Question

Help explain how to solve simultaneously the below equations:

10 = v cos theta + 5.638
4 = v sin theta - 2.05

I need to figure out angle theta and v?

Answer 1

I need to know what to solve for in the 1st equation? I know it seems easy, I'm confusing myself a bit too much.
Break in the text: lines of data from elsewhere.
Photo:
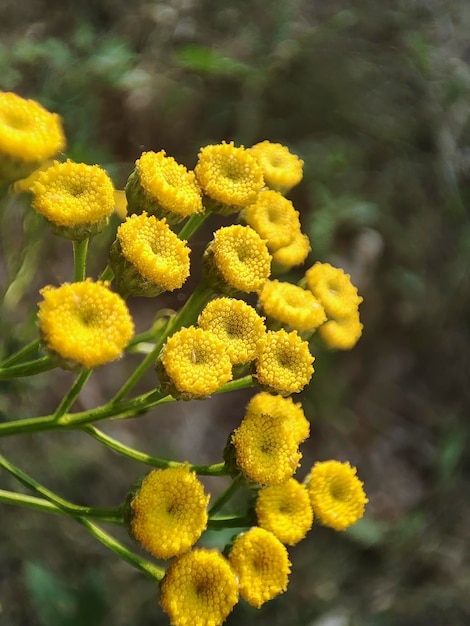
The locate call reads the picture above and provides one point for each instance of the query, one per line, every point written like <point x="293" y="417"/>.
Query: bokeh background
<point x="375" y="97"/>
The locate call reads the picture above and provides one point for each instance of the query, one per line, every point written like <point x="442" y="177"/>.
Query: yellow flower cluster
<point x="84" y="323"/>
<point x="168" y="512"/>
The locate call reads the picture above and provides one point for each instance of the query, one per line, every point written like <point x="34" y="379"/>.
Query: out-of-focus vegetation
<point x="375" y="97"/>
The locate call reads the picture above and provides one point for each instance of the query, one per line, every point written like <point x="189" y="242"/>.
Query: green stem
<point x="80" y="250"/>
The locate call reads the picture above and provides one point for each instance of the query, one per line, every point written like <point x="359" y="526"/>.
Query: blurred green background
<point x="375" y="97"/>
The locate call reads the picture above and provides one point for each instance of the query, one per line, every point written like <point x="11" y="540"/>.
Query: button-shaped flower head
<point x="148" y="257"/>
<point x="285" y="510"/>
<point x="230" y="177"/>
<point x="262" y="565"/>
<point x="237" y="324"/>
<point x="336" y="493"/>
<point x="199" y="589"/>
<point x="237" y="260"/>
<point x="77" y="199"/>
<point x="168" y="512"/>
<point x="29" y="135"/>
<point x="164" y="188"/>
<point x="84" y="324"/>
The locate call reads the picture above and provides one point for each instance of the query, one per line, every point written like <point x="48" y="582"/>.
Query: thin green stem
<point x="80" y="251"/>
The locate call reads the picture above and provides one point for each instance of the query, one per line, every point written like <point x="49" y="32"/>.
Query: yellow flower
<point x="199" y="589"/>
<point x="285" y="510"/>
<point x="336" y="493"/>
<point x="342" y="333"/>
<point x="333" y="288"/>
<point x="284" y="363"/>
<point x="148" y="257"/>
<point x="228" y="175"/>
<point x="281" y="409"/>
<point x="164" y="188"/>
<point x="291" y="305"/>
<point x="237" y="260"/>
<point x="76" y="198"/>
<point x="266" y="450"/>
<point x="196" y="363"/>
<point x="274" y="219"/>
<point x="168" y="512"/>
<point x="237" y="324"/>
<point x="262" y="565"/>
<point x="282" y="170"/>
<point x="84" y="323"/>
<point x="29" y="135"/>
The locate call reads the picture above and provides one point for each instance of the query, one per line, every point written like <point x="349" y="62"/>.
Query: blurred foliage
<point x="375" y="98"/>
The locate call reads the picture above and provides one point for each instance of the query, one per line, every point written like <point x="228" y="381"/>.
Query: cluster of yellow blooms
<point x="86" y="323"/>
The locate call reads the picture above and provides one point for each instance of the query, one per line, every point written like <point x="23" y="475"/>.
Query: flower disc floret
<point x="336" y="493"/>
<point x="285" y="510"/>
<point x="229" y="174"/>
<point x="284" y="363"/>
<point x="196" y="362"/>
<point x="282" y="170"/>
<point x="199" y="589"/>
<point x="157" y="253"/>
<point x="262" y="565"/>
<point x="291" y="305"/>
<point x="241" y="258"/>
<point x="73" y="194"/>
<point x="274" y="219"/>
<point x="84" y="323"/>
<point x="169" y="511"/>
<point x="237" y="324"/>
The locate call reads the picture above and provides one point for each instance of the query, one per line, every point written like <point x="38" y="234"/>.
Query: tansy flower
<point x="148" y="257"/>
<point x="29" y="135"/>
<point x="262" y="565"/>
<point x="264" y="448"/>
<point x="281" y="409"/>
<point x="284" y="363"/>
<point x="84" y="323"/>
<point x="168" y="512"/>
<point x="336" y="493"/>
<point x="333" y="288"/>
<point x="282" y="170"/>
<point x="164" y="188"/>
<point x="199" y="589"/>
<point x="195" y="363"/>
<point x="228" y="175"/>
<point x="237" y="324"/>
<point x="291" y="305"/>
<point x="237" y="260"/>
<point x="77" y="199"/>
<point x="285" y="510"/>
<point x="274" y="219"/>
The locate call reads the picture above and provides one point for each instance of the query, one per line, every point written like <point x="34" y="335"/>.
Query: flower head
<point x="164" y="188"/>
<point x="148" y="257"/>
<point x="274" y="219"/>
<point x="84" y="323"/>
<point x="291" y="305"/>
<point x="336" y="493"/>
<point x="284" y="363"/>
<point x="262" y="565"/>
<point x="199" y="589"/>
<point x="29" y="135"/>
<point x="237" y="260"/>
<point x="237" y="324"/>
<point x="285" y="510"/>
<point x="76" y="198"/>
<point x="195" y="362"/>
<point x="266" y="450"/>
<point x="169" y="511"/>
<point x="229" y="175"/>
<point x="282" y="170"/>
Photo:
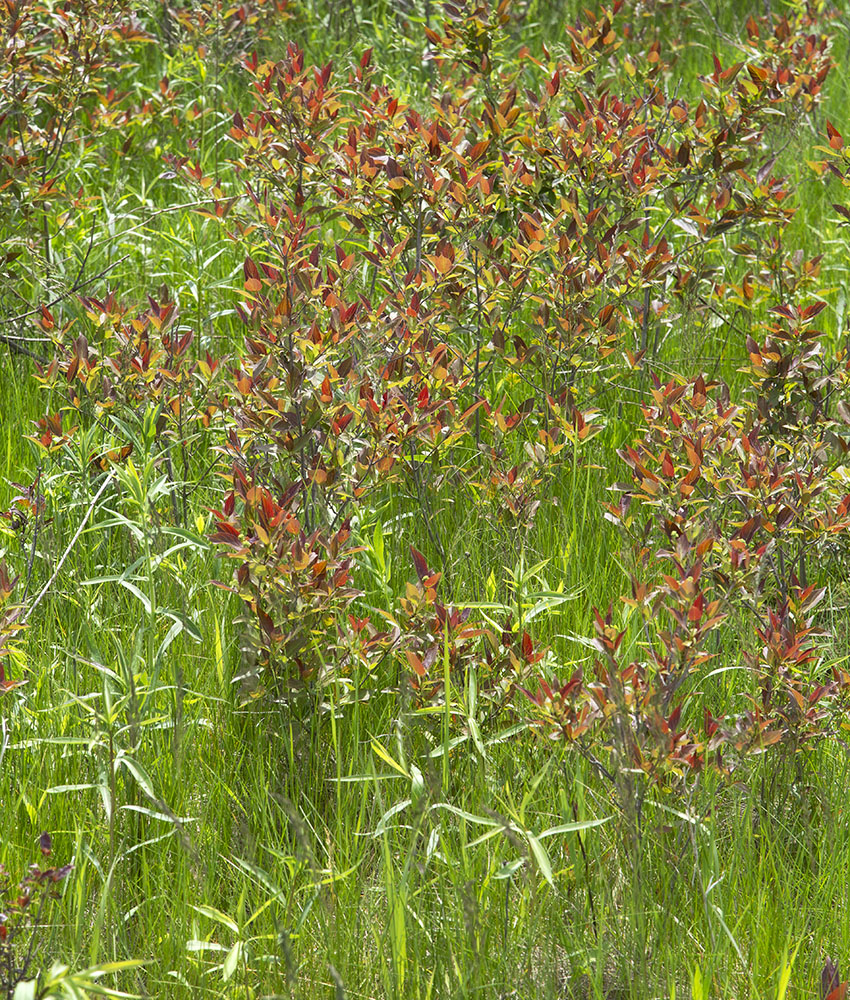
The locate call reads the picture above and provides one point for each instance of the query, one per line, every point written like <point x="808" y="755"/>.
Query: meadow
<point x="424" y="499"/>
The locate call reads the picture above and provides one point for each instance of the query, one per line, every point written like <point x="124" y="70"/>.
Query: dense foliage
<point x="425" y="527"/>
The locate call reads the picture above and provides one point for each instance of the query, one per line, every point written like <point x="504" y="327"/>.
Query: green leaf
<point x="232" y="961"/>
<point x="541" y="857"/>
<point x="218" y="916"/>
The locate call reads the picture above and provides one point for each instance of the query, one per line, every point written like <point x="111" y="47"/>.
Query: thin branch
<point x="71" y="545"/>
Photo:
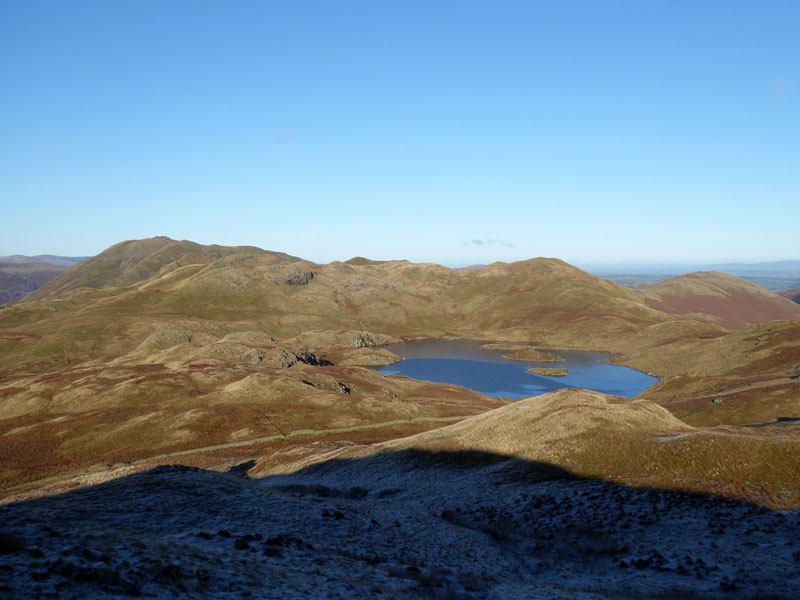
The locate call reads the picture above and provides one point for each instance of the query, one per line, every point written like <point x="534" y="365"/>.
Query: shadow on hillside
<point x="455" y="523"/>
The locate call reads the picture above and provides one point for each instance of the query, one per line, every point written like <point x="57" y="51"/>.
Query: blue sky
<point x="453" y="132"/>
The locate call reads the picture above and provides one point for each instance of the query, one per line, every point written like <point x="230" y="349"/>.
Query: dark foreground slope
<point x="399" y="525"/>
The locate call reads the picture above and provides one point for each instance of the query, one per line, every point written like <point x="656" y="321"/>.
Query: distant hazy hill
<point x="718" y="299"/>
<point x="781" y="266"/>
<point x="17" y="279"/>
<point x="59" y="261"/>
<point x="774" y="276"/>
<point x="157" y="347"/>
<point x="129" y="262"/>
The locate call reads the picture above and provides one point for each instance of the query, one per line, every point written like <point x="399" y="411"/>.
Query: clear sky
<point x="455" y="132"/>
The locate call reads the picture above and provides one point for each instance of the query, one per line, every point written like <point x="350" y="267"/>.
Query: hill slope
<point x="718" y="299"/>
<point x="793" y="294"/>
<point x="133" y="261"/>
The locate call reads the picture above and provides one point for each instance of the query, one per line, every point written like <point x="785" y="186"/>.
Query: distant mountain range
<point x="775" y="276"/>
<point x="50" y="259"/>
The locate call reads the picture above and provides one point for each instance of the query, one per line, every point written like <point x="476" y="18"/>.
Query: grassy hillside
<point x="158" y="350"/>
<point x="718" y="299"/>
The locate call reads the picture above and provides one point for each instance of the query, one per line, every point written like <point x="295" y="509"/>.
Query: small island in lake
<point x="548" y="372"/>
<point x="525" y="353"/>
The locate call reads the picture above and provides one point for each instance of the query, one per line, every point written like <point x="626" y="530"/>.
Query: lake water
<point x="465" y="363"/>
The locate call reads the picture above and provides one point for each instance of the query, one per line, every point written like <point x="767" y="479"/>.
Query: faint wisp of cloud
<point x="488" y="242"/>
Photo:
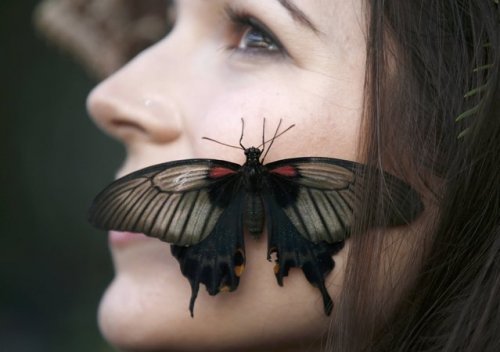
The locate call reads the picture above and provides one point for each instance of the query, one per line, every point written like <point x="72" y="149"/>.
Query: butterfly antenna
<point x="227" y="145"/>
<point x="263" y="134"/>
<point x="242" y="131"/>
<point x="276" y="135"/>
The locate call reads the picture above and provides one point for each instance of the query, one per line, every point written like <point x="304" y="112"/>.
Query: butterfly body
<point x="202" y="207"/>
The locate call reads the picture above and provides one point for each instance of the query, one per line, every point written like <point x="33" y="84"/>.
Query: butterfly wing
<point x="196" y="205"/>
<point x="178" y="202"/>
<point x="310" y="204"/>
<point x="319" y="196"/>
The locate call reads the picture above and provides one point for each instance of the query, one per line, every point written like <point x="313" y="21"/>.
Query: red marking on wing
<point x="218" y="172"/>
<point x="287" y="171"/>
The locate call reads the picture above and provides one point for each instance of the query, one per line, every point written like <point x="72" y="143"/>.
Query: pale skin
<point x="200" y="80"/>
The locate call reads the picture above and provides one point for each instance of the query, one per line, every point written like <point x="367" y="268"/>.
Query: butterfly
<point x="202" y="207"/>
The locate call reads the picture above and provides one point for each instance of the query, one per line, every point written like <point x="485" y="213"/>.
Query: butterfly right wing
<point x="178" y="202"/>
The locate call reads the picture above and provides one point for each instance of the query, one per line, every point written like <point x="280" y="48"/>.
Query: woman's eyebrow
<point x="298" y="15"/>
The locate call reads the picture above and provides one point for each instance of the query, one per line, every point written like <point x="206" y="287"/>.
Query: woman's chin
<point x="146" y="306"/>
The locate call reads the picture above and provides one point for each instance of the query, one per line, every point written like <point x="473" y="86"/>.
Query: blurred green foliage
<point x="53" y="265"/>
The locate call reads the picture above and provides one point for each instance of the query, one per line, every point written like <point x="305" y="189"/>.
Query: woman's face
<point x="300" y="61"/>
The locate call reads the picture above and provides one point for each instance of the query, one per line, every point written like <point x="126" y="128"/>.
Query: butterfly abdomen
<point x="254" y="214"/>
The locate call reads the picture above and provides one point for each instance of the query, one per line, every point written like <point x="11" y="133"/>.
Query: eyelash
<point x="245" y="25"/>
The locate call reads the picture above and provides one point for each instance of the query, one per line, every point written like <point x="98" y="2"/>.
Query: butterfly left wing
<point x="196" y="205"/>
<point x="178" y="202"/>
<point x="309" y="206"/>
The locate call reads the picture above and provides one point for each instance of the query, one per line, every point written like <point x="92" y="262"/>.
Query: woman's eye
<point x="256" y="38"/>
<point x="252" y="36"/>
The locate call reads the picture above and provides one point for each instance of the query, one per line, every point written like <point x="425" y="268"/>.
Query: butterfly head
<point x="253" y="155"/>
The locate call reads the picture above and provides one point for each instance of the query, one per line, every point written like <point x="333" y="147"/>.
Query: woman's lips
<point x="120" y="239"/>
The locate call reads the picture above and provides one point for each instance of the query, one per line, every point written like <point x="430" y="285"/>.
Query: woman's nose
<point x="133" y="105"/>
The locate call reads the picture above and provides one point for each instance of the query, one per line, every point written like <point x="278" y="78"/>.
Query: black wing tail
<point x="219" y="260"/>
<point x="293" y="250"/>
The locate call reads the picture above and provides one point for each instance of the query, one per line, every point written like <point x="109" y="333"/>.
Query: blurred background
<point x="53" y="265"/>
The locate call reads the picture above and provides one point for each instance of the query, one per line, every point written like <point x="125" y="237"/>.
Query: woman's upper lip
<point x="119" y="238"/>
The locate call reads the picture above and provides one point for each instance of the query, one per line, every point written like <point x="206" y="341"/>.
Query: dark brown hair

Help!

Answer 2

First you seperate the vcos thete & vsin theta & take their squre.
After squaring add them to find v & the put the value of v in any equation you can get theta...

Answer 3

A fellow user helped me with this: v cos theta = 4.362 and v sin theta = 6.05

I divide (v sin theta/v cos theta) = (6.05/4.362)
v tan theta = 1.39
inverse tan of 1.39 = 54.21 degrees
I substituted that into 1st equations = v (cos 54.21) = 4.362
v = 7.46 m/s

Answer 4

\[10=v \cos \Theta+5.638\]
\[\rightarrow v \cos \Theta =10-5.638\]
\[\rightarrow v ^{2} \cos ^{2} \Theta=(4.362)^{2}\]
\[\rightarrow v ^{2} \cos ^{2} \theta=19.027..................1 no.\]

and then

\[4=v \sin \Theta-2.05\]
\[\rightarrow v ^{2} \sin ^{2} \Theta=(4+2.05)^{2}\]
\[\rightarrow v ^{2} \sin ^{2} \Theta=36.603..................2 no\]


then add 1no. and 2.no

\[v^{2}\sin^{2}\Theta+v^{2}\cos^{2}\theta=19.027+36.603\]
\[v^{2}=55.63\]
\[v=\sqrt{55.63}\]
\[v=7.459...(Answer)\]

Answer 5

@biswajit_paul where is sin2theta and cos2theta go when we added them?

Answer 6

is it a trig rule?

Answer 7

@Boushra It comes from euclidean geometry.
\[\sin^{2}\theta + \cos^{2}\theta=1\]

Answer 8

It is trigonometry

Answer 9

super! I will keep that in mind :) thank you so much!